I don’t know why the owner parked it over an easy fix,
Depending on the skills of the owner, the skills of the neighbors/mechanics nearby, etc, what is an easy fix to us right now might have been a totally different situation back then.
As an example, the childhood car that started my insanity:
Grandpa bought a new 66 Fury II 4-door sedan, silver with blue int, fenderskirts, with 383-4 and 3.23 suregrip, and immediately gave it to my Dad. As grandpa usually had 6-cyl Darts and Valiants, I assume he bought it as a gift to my Dad for some reason.
It was the family car until early 80s when it had a brake issue of some sort, and Mom deemed it should be 'parked'. So it went to Grandpa's side-yard back by the treeline next to an ancient shed. What sort of brake failure could it have had, that one of us couldn't have fixed over the span of a long weekend??? I don't really know my Dad's skill level back then, but I know that I greatly surpassed him (as children are supposed to do). I also know my Dad's heart is huge, and I have not yet caught up to him there (which brings the next chapter).

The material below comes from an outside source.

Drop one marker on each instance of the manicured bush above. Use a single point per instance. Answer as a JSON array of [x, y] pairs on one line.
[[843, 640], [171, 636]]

So the car sat for 2-3 years. A needs-help buddy needed a car, so Dad fixed the brakes, got it running again, and away it went to its new home. I had dreams that car would be mine one day (I was 13 or so) but it was not meant to be, somebody needed it more than I did, and I was sad to see it go (even though it had typical wear of a 15-year-old mid-60s car). Dad told the buddy to put premium fuel in it. Which he did not, because it was too expensive to put good gas in a free car. So within some time, we get word that the car isn't running right, it's backfiring and running poorly. Dad laments that he's using cheap gas in it, the buddy no longer wants the car, and Mom asks why we need a car that won't run right. Dad has the chance to get the car back but chooses to let it go. And that's that.
Looking back, with my experienced eyes - the car probably was ready for a set of points and only needed a good tuneup. Within a short weekend it likely would've been running like a champ.
Sometimes we're the saviors of these cars, sometimes the downfall. History (small-scale) decides.